Avenues of Release: The Artpace Summer Shows

by Neil Fauerso September 6, 2019
Installation view of Juana Córdova's exhibition at Artpace, San Antonio

Installation view of Juana Córdova’s exhibition at Artpace, San Antonio (Image: Seale Photography)

All three current Artpace resident exhibitions in San Antonio address freedom and constriction of the individual, nature, and culture. The shows — one by a Texas-based artist, one by a national artist, and one by an international artist — range from a serene installation to video work to pornographic collage, but all are engaged in processing avenues of release and the systems of control. 

Juana Córdova

Juana Córdova (Image: Seale Photography)

Juana Córdova, an Ecuadorian artist, centers her show Chronicles of Uprooting on two plants: achiote and the tumbleweed. Achiote, since the pre-Colombian era, has been made into a spice, as well as a textile and a cosmetic dye. Achiote seeds resemble small red corn kernels or pebbles, and Córdova assembles them into an arresting concentric mandala, titled Exodus, at the southwest corner of the gallery. The piece has an amorphous natural design and order to it; it is not a rigid grid, but more the murmuration of birds, denoting the organic flow of migration (be it seeds or a population). Exodus is split across two planes, suggesting the actual structural difficulties of passage and the triumph of remaining connected to a culture, lineage, and history. 

Juana Córdova

Juana Córdova (Image: Seale Photography)

Tumbleweeds arrived in the America’s in a flaxseed shipment from Russia and are now one of the ultimate symbols of the American west, connoting distance, loneliness, and freedom in their airy roll. Córdova places tumbleweeds in enclosed glass tubes with fans running to make them billow and float in perpetuity. Like Exodus, with this work Córdova plays the plane, switching tumbleweeds from their horizontal trajectory to the vertical as if they were part of some cosmic pneumatic tube delivery system. Córdova, in the gallery statement, writes: “I see tumbleweeds as a symbol of freedom, a plant that travels through deserts with the help of the wind. It is a species that detaches from the land and scatters its seeds aimlessly.” On one of the walls, Córdova flattens a tumbleweed into a latticework resembling arteries or a root system. The dichotomy between this piece and the floating tumbleweeds is piquant; in some lost stasis of ennui, the tumbleweeds drift through a tube but never go anywhere, and as can be the case in life and migration, they hold a record of the past — one’s network and history. 

Francis Almendárez

Francis Almendárez (Image: Seale Photography)

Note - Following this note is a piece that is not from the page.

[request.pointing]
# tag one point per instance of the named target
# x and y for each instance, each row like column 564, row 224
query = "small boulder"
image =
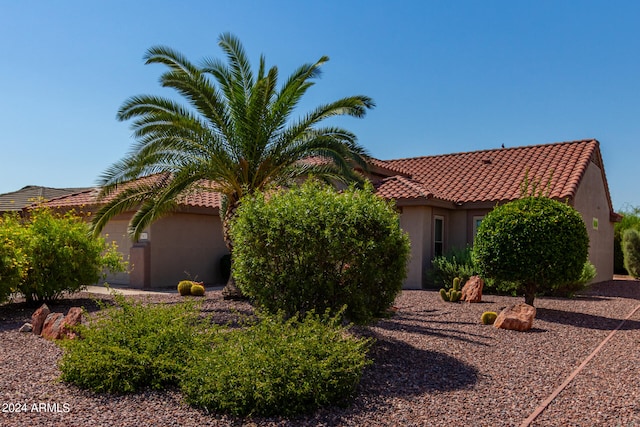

The Texas-based Francis Almendárez‘s show rhythm and (p)leisure concerns the countries of Honduras and El Salvador, where his parents and grandparents migrated from, respectively. These two countries are the homes of many migrants making the perilous journey through Mexico towards the U.S.A. — which is, not coincidentally, a major cause of their dire circumstances. The U.S. supported the military dictatorship’s death squads in El Salvador in the 1980s, during the country’s civil war. Elliot Abrahams, who was tasked with explaining away the El Mozote Massacre, is still in the halls of power, now advising the Trump administration and angling towards an invasion of Venezuela. In Honduras, the U.S. under President Obama and Secretary of State Hillary Clinton supported a military coup that ousted leftist president Manuel Zelaya and turned the country into a neoliberal free-for all where environmental activists were assassinated, multinational companies rapaciously pillaged the resources, and crime bloomed. 

Francis Almendárez

Francis Almendárez (Image: Seale Photography)

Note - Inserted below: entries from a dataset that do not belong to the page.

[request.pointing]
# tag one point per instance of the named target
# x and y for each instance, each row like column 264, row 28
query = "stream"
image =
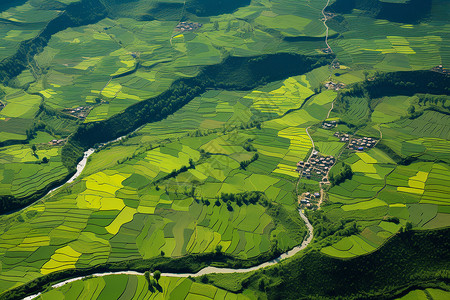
column 207, row 270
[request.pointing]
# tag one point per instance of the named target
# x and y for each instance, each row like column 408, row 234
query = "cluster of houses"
column 334, row 85
column 329, row 125
column 326, row 50
column 441, row 69
column 343, row 137
column 307, row 198
column 187, row 26
column 328, row 16
column 56, row 142
column 360, row 144
column 316, row 166
column 79, row 112
column 335, row 65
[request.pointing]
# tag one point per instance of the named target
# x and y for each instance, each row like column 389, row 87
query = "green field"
column 214, row 169
column 136, row 287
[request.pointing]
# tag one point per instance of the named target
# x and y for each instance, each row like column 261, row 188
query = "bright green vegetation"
column 115, row 212
column 223, row 115
column 136, row 287
column 426, row 294
column 23, row 172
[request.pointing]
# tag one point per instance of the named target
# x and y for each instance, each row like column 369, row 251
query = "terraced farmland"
column 216, row 123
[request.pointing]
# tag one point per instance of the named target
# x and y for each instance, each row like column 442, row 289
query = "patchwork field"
column 136, row 287
column 218, row 175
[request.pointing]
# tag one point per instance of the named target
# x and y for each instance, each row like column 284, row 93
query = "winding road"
column 207, row 270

 Almendárez does not focus on or highlight the histories of these countries and the US’ involvement with them, but that history lays ambiently in the background, like the sound of wind and insects in his video pieces, and coiled in the piles of clothes placed throughout the exhibition. Almendárez shot a variety of videos in Honduras and the mountains of El Salvador of people working, cooking, and doing a variety of menial labor, and he juxtaposes those with videos of leisure — street music, soccer, dancing. Throughout the gallery, there are piles of clothes made from materials such as achiote dye and sewn in factories throughout the global south, worn, and eventually discarded and put into landfills (often back in the global south). The clothes piles, which can be used as lounges to watch the videos, are charged with a global fatalism. These piles in conjunction with the videos (with their overlapping, beautiful sound design of field recordings) create an exhibition with a haunting and mournful hypnotic effect. Almendárez quietly articulates the monstrosity of the global chain and its ruthless machinations while highlighting the humanity of the people caught in the thresher. 

Installation view, Narcissister

Installation view, Narcissister (Image: Seale Photography)

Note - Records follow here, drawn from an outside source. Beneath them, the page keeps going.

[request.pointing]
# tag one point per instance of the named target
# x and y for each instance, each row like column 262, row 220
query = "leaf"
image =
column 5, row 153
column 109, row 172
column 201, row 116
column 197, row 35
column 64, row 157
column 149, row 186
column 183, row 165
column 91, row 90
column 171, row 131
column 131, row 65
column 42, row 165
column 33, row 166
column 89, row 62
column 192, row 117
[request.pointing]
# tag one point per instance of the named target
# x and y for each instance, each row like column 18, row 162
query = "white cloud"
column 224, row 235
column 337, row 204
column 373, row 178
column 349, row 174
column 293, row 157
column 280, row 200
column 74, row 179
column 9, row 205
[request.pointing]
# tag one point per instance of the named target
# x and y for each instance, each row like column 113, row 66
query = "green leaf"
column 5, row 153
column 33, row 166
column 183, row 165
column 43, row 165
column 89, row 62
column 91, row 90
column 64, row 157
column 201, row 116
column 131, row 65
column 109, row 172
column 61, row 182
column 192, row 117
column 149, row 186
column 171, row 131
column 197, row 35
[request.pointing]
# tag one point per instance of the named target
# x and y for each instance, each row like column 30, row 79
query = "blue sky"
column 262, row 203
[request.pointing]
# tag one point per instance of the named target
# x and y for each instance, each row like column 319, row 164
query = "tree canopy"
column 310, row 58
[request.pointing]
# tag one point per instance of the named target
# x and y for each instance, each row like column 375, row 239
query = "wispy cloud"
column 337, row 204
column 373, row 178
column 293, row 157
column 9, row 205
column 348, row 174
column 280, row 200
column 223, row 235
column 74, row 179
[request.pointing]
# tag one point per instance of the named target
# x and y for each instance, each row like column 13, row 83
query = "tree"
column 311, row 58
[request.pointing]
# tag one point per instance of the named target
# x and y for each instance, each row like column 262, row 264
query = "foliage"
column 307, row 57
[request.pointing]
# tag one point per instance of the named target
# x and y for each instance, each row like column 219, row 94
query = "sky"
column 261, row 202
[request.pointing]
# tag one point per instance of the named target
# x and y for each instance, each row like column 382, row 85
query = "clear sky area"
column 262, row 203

The third show, titled Wimmin, is by Narcissister, a provocative, masked, merkin-clad artist from New York. The show at first seems strikingly different in tone and aesthetics from the subtle and pastoral works of Almendárez and Córdova, but there are overlapping themes of power, control, and freedom. Narcissister’s show with laser focus skewers the male dominance and the ponderous history of contemporary art (minimalism, abstract expressionism, etc.), and points to the lurid, grotesque, and often absurd misogyny and objectification of women.

Narcissister

Narcissister (Image: Seale Photography)

Narcissister

Narcissister (Image: Seale Photography)

Narcissister creates blocks of aluminum cans — an obvious nod to Donald Judd — but the blocks are interrupted by the protruding high-heel clad leg of a woman. These sculptures cannily work on two levels, like a mask slipping on and off. The blocks speak to the erasure of women in male-dominated schools of art, and also serve as a reclamation of forbidden space. The Face is a large, pointedly absurd kinetic sculpture that throughout the exhibition is activated and controlled by the artist, like a twisted Wizard of Oz, and it plays on the hyper-male, “alpha” work of Richard Serra and John Chamberlain. Narcissister’s paper works layer cutouts from pornography over pages from home and garden and interior design magazines. The genitalia cut from the pornography are layered to become abstracted, and again there’s a double message — the male gaze essentially disintegrates into abstraction in its fugue of horniness, and the artist asserts ownership of collage and abstraction through depictions of the body. 

Narcissister

Narcissister (Image: Seale Photography)

On Saturday, September 7 at 1 p.m., Narcissister will be present to activate The Face for the last time, and several of the crushed aluminum blocks will be activated by “extra Narcisissters.” Don’t miss it.